Last Thursday, Wells Fargo announced that four board members, including its three longest serving directors, will soon be stepping down. Federico F. Peña, Lloyd H. Dean, Enrique Hernandez Jr, and John S. Chen will officially leave by the next company’s annual shareholder meeting this April.
Since 2016, the bank has been on the loop for years of misconduct. Among other malpractices, the bank was on account for charging customers with fraudulent bank accounts they did not consent to and for forcing them to take insurance they did not need. This gave rise to one of the most relevant fraud scandals lately.

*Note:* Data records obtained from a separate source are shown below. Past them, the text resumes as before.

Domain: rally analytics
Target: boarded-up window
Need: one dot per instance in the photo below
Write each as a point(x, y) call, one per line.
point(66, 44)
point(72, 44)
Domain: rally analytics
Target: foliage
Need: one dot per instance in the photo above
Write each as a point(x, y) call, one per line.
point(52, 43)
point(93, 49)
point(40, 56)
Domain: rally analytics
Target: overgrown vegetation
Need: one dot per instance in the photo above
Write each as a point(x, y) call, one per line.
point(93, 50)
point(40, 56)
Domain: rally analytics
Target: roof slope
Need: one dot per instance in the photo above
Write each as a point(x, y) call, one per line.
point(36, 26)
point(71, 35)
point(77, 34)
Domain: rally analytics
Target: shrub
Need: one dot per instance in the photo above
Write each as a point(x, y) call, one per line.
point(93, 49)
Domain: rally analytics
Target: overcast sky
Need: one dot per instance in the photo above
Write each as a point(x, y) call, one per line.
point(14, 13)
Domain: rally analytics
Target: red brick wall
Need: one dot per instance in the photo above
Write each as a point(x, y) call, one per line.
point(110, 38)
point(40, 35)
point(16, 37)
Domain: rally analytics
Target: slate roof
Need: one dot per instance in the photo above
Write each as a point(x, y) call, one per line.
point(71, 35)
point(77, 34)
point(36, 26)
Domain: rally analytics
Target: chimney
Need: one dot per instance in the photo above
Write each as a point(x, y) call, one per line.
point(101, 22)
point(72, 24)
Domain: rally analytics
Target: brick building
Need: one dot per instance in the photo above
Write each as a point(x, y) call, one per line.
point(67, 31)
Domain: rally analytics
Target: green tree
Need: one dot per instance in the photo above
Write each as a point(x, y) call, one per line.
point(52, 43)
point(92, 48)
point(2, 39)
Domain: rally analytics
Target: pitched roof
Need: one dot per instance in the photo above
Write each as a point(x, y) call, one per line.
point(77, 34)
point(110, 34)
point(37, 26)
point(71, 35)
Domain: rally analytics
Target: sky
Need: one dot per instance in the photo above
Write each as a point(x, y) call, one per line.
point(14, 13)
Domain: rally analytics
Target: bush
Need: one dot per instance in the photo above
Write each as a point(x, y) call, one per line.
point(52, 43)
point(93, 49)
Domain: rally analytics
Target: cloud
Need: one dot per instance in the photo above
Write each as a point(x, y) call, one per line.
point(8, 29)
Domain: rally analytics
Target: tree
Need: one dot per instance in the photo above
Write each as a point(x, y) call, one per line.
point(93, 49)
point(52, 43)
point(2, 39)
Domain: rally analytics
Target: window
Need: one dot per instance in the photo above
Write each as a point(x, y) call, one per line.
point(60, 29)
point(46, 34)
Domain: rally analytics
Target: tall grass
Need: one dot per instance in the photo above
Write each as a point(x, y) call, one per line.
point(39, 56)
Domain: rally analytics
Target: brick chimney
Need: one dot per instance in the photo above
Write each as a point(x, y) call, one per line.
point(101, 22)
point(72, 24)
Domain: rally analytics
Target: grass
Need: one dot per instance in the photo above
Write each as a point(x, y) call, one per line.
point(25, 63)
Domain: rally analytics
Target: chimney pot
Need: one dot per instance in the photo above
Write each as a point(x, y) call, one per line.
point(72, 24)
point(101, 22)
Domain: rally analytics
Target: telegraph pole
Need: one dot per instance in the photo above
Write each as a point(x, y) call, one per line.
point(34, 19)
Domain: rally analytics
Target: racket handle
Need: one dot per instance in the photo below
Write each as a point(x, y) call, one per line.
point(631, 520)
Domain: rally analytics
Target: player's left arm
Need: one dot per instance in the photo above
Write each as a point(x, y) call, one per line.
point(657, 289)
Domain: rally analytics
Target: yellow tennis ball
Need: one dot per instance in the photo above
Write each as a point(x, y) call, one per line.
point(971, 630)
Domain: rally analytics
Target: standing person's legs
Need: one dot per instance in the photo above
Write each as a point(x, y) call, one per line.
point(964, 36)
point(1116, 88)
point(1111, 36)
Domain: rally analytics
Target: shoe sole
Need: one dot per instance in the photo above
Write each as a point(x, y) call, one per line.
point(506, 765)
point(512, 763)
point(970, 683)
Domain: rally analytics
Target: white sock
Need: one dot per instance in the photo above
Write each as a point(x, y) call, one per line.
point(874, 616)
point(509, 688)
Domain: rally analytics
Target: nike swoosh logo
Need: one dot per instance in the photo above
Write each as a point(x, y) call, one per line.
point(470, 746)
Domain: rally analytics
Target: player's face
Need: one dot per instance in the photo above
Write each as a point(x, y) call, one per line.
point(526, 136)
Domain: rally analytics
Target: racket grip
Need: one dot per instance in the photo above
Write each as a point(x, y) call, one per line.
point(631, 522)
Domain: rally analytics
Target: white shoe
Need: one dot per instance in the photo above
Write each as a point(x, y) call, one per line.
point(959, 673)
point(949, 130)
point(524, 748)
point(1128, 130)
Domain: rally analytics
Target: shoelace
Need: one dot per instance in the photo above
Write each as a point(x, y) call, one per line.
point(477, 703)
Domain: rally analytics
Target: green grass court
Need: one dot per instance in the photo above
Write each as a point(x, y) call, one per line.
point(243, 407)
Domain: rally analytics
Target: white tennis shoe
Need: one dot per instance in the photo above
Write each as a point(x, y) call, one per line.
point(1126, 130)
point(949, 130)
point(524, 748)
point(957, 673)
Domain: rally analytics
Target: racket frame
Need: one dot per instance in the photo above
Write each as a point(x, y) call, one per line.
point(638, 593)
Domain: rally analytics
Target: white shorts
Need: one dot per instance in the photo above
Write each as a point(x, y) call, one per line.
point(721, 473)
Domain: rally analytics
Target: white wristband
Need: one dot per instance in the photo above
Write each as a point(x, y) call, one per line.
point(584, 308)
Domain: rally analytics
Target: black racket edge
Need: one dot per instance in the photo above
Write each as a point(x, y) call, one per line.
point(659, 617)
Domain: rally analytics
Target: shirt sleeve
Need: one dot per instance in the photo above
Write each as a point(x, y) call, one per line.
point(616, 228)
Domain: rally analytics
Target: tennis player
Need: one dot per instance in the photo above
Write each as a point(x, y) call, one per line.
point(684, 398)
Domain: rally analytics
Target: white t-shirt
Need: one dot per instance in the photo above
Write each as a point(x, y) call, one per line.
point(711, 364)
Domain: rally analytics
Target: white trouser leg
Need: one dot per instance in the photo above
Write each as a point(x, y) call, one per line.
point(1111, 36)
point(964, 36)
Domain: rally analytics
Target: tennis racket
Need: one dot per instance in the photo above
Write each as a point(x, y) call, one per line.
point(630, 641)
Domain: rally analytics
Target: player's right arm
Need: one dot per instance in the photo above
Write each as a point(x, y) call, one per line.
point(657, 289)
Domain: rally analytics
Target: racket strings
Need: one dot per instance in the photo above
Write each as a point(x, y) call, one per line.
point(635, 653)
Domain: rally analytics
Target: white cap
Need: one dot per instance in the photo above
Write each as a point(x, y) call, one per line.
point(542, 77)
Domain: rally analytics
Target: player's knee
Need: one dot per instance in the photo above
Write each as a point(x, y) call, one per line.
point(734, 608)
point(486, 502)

The Federal Reserve firmly condemned Wells Fargos board for failing to oversee the bank and not assessing the company’s and the CEO’s performance. Since then, the Fed announced that the bank would be banned from getting bigger until they overhauled risk and strengthened its board’s oversight. This forceful intervention meant that one of the biggest financial institutions would be unable to keep up with its fast-growing rivals. Wells Fargo had nearly $2 trillion in assets at the end of 2017.
The Fed has been penalizing banks for misconducts, but they have never reached such an imposition that limited a major bank’s growth. Ever since, the bank has been pushing for a quick recovery, and Well’s officials expect restrictions lifted within the next year. Therefore, the announcement that directors were stepping down came to no surprise.
Jerome H Powell, the fed official overseeing the negotiations with Wells Fargo, said, “Across a range of responsibilities, we simply expect much more of directors than ever before; and there is no reason to expect that to change.” Furthermore, Powell said that they have proposed a new framework for board oversight that introduces a new principles-based approach that intends to spotlight the Feds expectations of effective boards.
This represents a shift in the evolving relationship between regulators and banks and suggests that the board’s role will likely grow in importance. Furthermore, it is a clear message that directors should be extremely vigorous in their duties and failure to oversee malpractices will bring about harsh consequences. Perhaps it signals a corporate culture of more openness and shared accountability.